Le bagne des fous
L'histoire du « quartier de sûreté, réservé aux aliénés criminels, vicieux, difficiles, habitués des asiles », ouvert au sein de l'asile de Villejuif. Plus de 2 500 hommes y ont été internés entre 1910 et 1960.
Véronique Fau-Vincenti est docteure en histoire, elle travaille sur l'histoire de la psychiatrie médico-légale et sur l'imprégnation sociétale de l'aliénisme.
Présentation de l'éditeur
Un « quartier de sûreté, réservé aux aliénés criminels, vicieux, difficiles, habitués des asiles », a ouvert au sein de l'asile de Villejuif le 3 mars 1910. Plus de 2 500 hommes y ont été internés entre 1910 et 1960.
Regroupés sous le qualificatif d'aliénés difficiles par commodité et par euphémisme, l'internement de ces hommes dénote de l'appréhension médico-judiciaire d'individus reconnus aliénés. D'aucuns de ses médecins-chefs qualifiaient la section de première réalisation en France d'une « idée grandiose », soit « l'alliance de la criminologie et de la médecine », révélant la porosité entre ces deux domaines. Délinquants multirécidivistes, criminels d'occasion, simulateurs de troubles mentaux, collaborateurs, fils de bonne famille dévoyés, mais encore désaffiliés au ban de la société se sont ainsi côtoyés dans cet espace à la fois établissement de défense sociale à la française, infirmerie pénitentiaire et survivance de l'Hôpital général.

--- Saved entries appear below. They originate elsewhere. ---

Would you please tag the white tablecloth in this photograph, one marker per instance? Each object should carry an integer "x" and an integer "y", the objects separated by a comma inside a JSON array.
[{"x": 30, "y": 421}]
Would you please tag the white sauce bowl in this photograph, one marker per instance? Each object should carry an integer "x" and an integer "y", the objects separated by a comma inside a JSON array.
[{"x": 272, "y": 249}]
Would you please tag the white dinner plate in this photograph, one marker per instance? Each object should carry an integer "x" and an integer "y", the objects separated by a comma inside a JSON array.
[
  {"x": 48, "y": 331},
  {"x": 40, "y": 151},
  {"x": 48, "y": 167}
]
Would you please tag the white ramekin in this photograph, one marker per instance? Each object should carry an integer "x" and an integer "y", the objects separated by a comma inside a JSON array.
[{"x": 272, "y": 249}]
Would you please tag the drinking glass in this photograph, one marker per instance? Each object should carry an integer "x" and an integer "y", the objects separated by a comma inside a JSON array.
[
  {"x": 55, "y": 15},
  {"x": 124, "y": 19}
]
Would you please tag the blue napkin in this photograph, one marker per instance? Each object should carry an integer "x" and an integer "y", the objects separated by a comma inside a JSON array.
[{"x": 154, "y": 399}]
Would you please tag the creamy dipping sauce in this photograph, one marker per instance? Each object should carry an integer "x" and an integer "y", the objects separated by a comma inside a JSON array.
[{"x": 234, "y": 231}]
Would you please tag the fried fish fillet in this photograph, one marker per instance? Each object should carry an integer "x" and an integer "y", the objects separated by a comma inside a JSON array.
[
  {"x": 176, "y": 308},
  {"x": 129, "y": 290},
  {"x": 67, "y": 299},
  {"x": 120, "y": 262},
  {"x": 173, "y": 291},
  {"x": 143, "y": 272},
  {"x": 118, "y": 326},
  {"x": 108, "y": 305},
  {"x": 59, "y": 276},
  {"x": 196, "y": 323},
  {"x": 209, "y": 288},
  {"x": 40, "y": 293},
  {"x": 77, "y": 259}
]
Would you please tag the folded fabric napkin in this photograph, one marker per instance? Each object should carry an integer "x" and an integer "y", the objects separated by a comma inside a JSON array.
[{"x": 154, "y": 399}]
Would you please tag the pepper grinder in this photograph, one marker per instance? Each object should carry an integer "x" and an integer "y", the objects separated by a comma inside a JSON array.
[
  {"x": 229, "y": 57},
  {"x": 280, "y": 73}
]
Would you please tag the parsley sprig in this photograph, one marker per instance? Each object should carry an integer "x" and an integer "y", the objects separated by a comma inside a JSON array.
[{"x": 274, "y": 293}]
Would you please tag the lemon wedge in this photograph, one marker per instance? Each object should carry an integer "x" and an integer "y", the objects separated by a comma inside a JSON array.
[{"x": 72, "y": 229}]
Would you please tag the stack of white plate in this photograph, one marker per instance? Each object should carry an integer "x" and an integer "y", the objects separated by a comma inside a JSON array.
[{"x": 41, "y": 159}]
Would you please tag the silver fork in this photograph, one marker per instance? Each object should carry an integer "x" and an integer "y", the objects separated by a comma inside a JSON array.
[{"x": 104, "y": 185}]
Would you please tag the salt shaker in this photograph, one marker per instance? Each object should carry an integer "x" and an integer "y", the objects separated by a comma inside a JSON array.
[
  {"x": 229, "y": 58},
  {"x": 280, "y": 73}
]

L'histoire de la 3e section de l'asile de Villejuif, surnommée « le bagne des fous » dans la presse - puis baptisée section Henri-Colin en l'honneur de son concepteur - permet de dévoiler un pan méconnu de l'histoire de la prise en charge psychiatrique dans un espace où mandat sécuritaire et mission hospitalière ont rivalisé.
Extrait
« Vous avouerez que mon aspect pathologique était une raison bien vague pour m’arrêter et le délit de vagabondage un motif bien incertain pour me retenir, vérification faite de mon identité […]. Il m’est impossible de pactiser avec les psychiatres, impossible de souffrir des geôliers. Si dans l’affirmation de ma révolte, je ne vais pas jusqu’au meurtre c’est qu’alors, je me trouverais définitivement votre prisonnier. […]. Je n’ai rien à vous dire de mes sentiments votre égard, sinon toute mon admiration pour le malade D. qui, après avoir passé une douzaine d’années dans des maisons de fous, essaye périodiquement d’assommer ses gardiens. »

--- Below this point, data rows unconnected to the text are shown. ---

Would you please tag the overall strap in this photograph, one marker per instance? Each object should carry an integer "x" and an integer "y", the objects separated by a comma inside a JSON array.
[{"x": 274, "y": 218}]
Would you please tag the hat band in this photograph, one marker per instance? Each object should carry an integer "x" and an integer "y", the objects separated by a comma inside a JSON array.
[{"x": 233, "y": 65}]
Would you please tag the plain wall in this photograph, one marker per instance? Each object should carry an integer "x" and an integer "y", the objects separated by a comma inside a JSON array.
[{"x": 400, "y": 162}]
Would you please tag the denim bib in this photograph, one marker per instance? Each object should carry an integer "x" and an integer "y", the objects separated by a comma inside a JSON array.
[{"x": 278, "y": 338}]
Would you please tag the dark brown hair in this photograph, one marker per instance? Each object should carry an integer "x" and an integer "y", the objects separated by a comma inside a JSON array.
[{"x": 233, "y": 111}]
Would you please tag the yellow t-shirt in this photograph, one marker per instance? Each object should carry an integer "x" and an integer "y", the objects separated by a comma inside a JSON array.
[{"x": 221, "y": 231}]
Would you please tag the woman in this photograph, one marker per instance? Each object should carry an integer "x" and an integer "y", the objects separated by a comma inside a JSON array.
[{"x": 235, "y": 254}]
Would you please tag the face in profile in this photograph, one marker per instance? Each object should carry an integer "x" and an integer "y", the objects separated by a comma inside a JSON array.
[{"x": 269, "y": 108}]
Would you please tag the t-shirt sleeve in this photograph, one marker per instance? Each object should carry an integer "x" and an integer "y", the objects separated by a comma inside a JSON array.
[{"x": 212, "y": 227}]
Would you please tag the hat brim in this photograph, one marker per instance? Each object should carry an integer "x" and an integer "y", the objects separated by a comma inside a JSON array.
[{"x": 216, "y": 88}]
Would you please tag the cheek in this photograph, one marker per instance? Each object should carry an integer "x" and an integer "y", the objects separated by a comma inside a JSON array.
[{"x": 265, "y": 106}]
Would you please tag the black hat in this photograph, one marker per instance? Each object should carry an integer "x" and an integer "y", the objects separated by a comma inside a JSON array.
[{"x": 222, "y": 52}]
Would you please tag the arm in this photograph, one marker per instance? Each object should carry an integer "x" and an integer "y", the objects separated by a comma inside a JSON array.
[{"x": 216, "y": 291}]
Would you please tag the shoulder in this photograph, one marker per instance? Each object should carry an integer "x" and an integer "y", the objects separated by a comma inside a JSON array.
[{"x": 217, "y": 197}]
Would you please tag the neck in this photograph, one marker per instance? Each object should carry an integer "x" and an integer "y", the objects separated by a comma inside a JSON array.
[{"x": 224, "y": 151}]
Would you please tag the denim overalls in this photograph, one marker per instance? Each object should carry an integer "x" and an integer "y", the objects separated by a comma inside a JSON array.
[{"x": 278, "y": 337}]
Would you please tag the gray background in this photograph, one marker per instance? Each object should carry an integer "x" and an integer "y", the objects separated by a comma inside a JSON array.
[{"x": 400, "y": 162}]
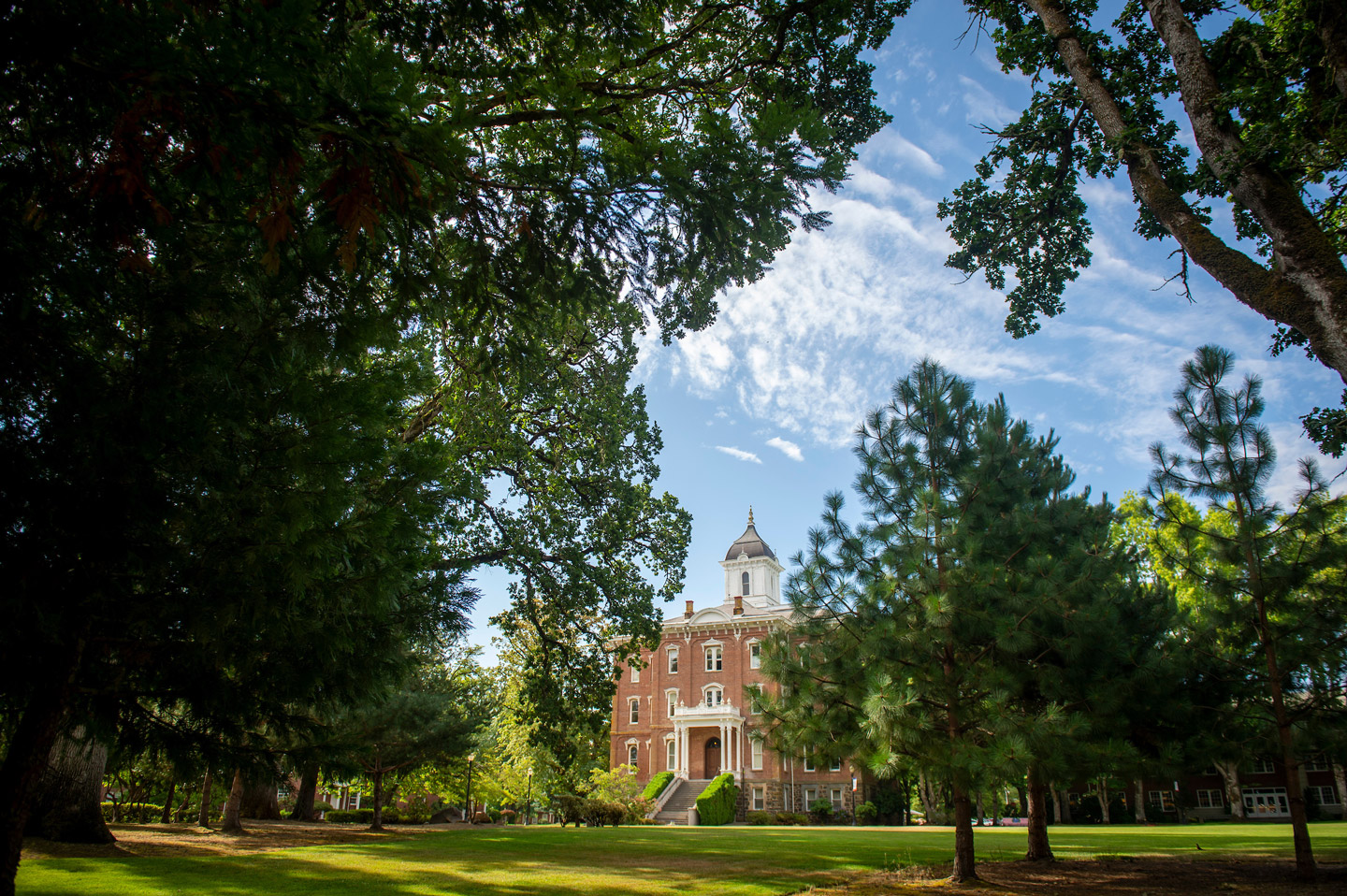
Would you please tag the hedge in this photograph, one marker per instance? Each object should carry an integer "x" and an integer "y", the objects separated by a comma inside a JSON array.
[
  {"x": 132, "y": 813},
  {"x": 657, "y": 786},
  {"x": 716, "y": 804},
  {"x": 591, "y": 813}
]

Ainsi s’adressait le 4 février 1950 le jeune poète surréaliste Stanislas Rodanski au médecin-chef de la section Henri-Colin de l’hôpital psychiatrique de Villejuif où avait ouvert le 3 mars 1910 un « quartier de sûreté » réservé aux « aliénés criminels, vicieux, difficiles, habitués des asiles ».
Centenaire désormais, ce lieu eut diverses appellations. À commencer par une dénomination pragmatique soit « la 3e section de l’asile de Villejuif » avant d’être baptisée le 16 mars 1932, lors d’une cérémonie officielle et festive, « section Henri-Colin » en hommage à son concepteur et médecin-chef de 1910 à 1921.

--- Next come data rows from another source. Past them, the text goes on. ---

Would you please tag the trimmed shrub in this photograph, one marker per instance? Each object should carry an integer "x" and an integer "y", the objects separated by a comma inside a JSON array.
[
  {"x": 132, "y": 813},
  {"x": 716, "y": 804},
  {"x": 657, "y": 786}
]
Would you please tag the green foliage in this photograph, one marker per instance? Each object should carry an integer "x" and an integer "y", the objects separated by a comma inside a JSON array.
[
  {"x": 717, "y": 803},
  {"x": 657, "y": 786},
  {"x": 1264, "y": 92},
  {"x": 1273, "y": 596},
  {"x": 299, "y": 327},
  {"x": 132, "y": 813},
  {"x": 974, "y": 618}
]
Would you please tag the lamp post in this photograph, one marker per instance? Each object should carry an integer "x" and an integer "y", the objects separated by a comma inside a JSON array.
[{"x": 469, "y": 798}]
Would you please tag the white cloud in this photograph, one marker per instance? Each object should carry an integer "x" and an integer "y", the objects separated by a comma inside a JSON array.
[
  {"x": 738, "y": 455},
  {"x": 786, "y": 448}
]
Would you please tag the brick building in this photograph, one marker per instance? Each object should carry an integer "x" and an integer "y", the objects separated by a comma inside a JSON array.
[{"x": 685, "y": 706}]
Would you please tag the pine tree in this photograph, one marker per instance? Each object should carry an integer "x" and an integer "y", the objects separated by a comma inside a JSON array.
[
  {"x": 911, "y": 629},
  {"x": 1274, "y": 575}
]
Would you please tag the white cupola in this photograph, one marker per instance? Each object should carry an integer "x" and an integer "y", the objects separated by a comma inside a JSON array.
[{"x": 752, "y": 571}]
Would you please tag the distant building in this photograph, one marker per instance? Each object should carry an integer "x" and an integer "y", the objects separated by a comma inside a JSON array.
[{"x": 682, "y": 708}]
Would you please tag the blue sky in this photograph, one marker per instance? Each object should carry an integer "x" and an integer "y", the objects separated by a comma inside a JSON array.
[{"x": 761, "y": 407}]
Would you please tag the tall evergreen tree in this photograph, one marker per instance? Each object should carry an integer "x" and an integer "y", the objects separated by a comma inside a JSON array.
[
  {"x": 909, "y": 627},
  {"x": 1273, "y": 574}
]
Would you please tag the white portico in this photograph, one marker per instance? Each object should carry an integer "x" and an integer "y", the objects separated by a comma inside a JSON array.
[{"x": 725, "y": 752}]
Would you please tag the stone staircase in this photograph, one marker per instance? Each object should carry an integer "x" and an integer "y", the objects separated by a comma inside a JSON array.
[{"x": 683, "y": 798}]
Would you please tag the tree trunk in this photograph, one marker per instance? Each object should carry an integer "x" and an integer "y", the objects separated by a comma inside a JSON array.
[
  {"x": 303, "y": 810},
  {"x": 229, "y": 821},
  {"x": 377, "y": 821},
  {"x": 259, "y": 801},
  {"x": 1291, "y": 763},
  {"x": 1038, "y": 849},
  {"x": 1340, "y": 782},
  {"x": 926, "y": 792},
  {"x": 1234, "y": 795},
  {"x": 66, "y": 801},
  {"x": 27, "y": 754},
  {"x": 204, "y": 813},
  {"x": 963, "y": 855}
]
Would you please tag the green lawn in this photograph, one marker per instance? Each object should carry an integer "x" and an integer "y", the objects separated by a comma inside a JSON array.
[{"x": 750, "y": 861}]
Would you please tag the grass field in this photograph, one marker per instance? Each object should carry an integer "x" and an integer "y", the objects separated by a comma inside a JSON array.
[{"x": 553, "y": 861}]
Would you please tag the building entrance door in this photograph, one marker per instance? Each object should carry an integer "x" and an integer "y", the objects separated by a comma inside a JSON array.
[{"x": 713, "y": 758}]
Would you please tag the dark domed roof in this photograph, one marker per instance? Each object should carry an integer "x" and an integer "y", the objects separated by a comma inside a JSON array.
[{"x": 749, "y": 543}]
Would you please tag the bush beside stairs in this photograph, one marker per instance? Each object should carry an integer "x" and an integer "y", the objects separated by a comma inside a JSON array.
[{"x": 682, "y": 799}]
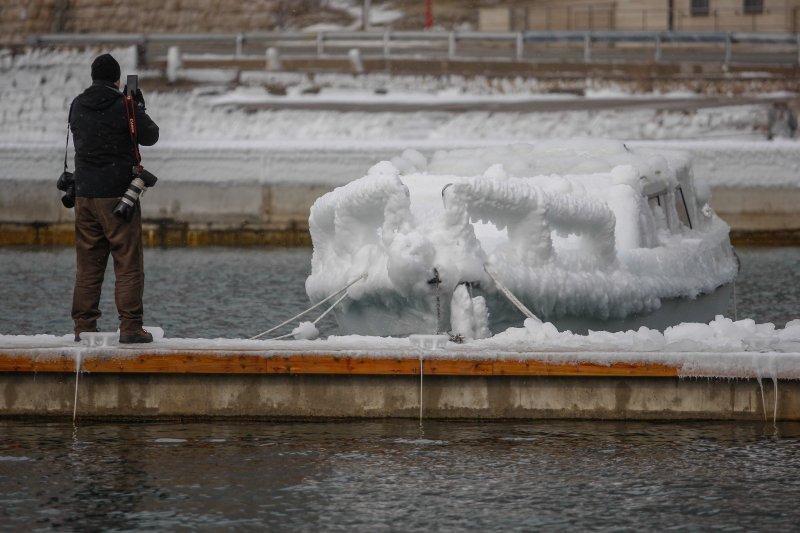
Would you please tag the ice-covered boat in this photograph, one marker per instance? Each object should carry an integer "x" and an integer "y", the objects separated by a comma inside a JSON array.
[{"x": 585, "y": 234}]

Désignée depuis le 5 juin 1950 comme service pour « malades mentaux difficiles » par le Ministère de la Santé publique, la section fut alors appelée à accueillir trois « catégories distinctes de malades » à savoir « les malades agités [...], les déséquilibrés antisociaux, médicaux-légaux ou non [...] » et les « grands déséquilibrés antisociaux, généralement médico-légaux [...] à condition qu’ils présentent des troubles graves du comportement ».
Puis, suite au décret n°86-602 du 14 mars 1986 relatif à la lutte contre les maladies mentales et à l’organisation de la sectorisation psychiatrique et à l’arrêté du 14 octobre 1986 relatif au règlement intérieur des unités pour malades difficiles, l’appellation Unité pour malades difficiles – sous l’acronyme UMD – a conforté plusieurs décennies d’approches et de prise en charge de « l’aliéné difficile », devenu au fil du temps un « malade difficile ».